Pages

Wednesday, April 13, 2011

Final project proposal

For my final project, I'd like to shamelessly borrow material from my thesis, even though it's going to be really boring.


I'm doing a content analysis of about ten years' worth of NWSA Journal, a major feminist journal known for interdisciplinary work. My theory about feminist scholarship, which I'm so far confirming, is that quantifiable and rigorous research methods have become less important to feminist scholars than what is often called "embodied knowledge" or "experiential knowledge" -- the narratively cast personal stories of various women and the emotional and affective responses those stories garner from an audience, whether live or academic.


I think this obsessive focus on testimony allows feminist scholars to distinguish themselves in a discipline which emphasizes coalitional and cooperative action over individual achievement -- since feminist scholars learn that good feminists don't seek attention but still as humans crave it, they invent ways to cast their personal experiences as meaningful.
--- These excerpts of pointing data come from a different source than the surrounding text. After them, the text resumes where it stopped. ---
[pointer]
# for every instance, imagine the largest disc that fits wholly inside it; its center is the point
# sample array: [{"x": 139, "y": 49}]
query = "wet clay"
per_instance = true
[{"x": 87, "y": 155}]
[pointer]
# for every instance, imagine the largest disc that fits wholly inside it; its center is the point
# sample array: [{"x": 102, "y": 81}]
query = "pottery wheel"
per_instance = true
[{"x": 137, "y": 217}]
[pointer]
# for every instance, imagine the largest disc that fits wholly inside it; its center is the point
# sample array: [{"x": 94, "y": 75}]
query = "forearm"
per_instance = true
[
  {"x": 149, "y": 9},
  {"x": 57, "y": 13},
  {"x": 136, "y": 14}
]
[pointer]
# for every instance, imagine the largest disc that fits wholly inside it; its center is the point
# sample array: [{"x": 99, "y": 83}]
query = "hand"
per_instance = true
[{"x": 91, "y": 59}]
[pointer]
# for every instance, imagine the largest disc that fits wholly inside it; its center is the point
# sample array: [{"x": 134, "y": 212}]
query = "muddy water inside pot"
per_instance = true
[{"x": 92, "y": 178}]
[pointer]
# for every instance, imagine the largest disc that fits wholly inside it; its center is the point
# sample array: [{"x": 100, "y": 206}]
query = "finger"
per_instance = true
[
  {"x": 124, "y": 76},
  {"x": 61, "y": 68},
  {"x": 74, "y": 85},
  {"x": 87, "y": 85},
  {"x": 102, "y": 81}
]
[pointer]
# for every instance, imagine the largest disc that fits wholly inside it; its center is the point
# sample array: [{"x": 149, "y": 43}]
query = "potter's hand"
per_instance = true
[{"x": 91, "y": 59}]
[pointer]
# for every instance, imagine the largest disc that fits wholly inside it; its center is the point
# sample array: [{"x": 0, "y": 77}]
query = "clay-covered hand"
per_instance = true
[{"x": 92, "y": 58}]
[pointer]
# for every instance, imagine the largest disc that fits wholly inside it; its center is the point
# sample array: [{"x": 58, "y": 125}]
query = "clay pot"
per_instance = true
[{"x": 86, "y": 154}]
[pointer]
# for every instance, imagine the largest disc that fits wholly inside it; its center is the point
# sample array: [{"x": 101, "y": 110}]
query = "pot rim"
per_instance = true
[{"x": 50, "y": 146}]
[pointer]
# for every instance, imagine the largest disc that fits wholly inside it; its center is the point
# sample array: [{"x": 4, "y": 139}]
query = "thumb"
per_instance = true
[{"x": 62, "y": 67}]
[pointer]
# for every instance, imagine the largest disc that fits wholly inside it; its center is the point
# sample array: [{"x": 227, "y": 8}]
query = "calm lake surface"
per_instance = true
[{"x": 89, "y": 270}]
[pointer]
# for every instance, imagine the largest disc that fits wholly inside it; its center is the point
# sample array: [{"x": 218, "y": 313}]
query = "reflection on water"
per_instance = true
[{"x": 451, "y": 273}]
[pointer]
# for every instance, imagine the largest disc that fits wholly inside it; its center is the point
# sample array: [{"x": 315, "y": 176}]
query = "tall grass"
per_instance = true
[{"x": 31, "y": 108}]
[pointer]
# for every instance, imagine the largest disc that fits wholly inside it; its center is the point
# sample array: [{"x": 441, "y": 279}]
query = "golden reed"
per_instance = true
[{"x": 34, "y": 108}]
This usually takes the form of 20- and 30-page articles about one women's studies professor's experience of being unable to find a steady job with benefits after she left graduate school, which was recast as a metaphor about the negative effects of globalization. By pretending to talk about globalization but really talking about herself, the scholar was able to redirect Brennan's "living attention" to herself.


I would like to write an 8-page research paper exploring the reasons why feminist scholars privilege embodied experience and personal narratives over more traditional and frankly more useful research methods. I will analyze the ten years' worth of NWSA Journal I conveniently have on hand and attempt to make connections between the text and the ideas we read about this semester concerning the transmission of affect, the desire for living attention, rhetoric as a form of energy, and the emotional/affective construction of borders. As I vaguely mentioned in my last post, I think borders can be a reaction to the tension of unity as well as a producer of contrast tension -- since women's studies is a discipline which privileges the destruction of borders and the rejection of any kind of definition, those within the discipline might strive to distinguish themselves through pathos-laden personal narratives rather than conducting "real" research.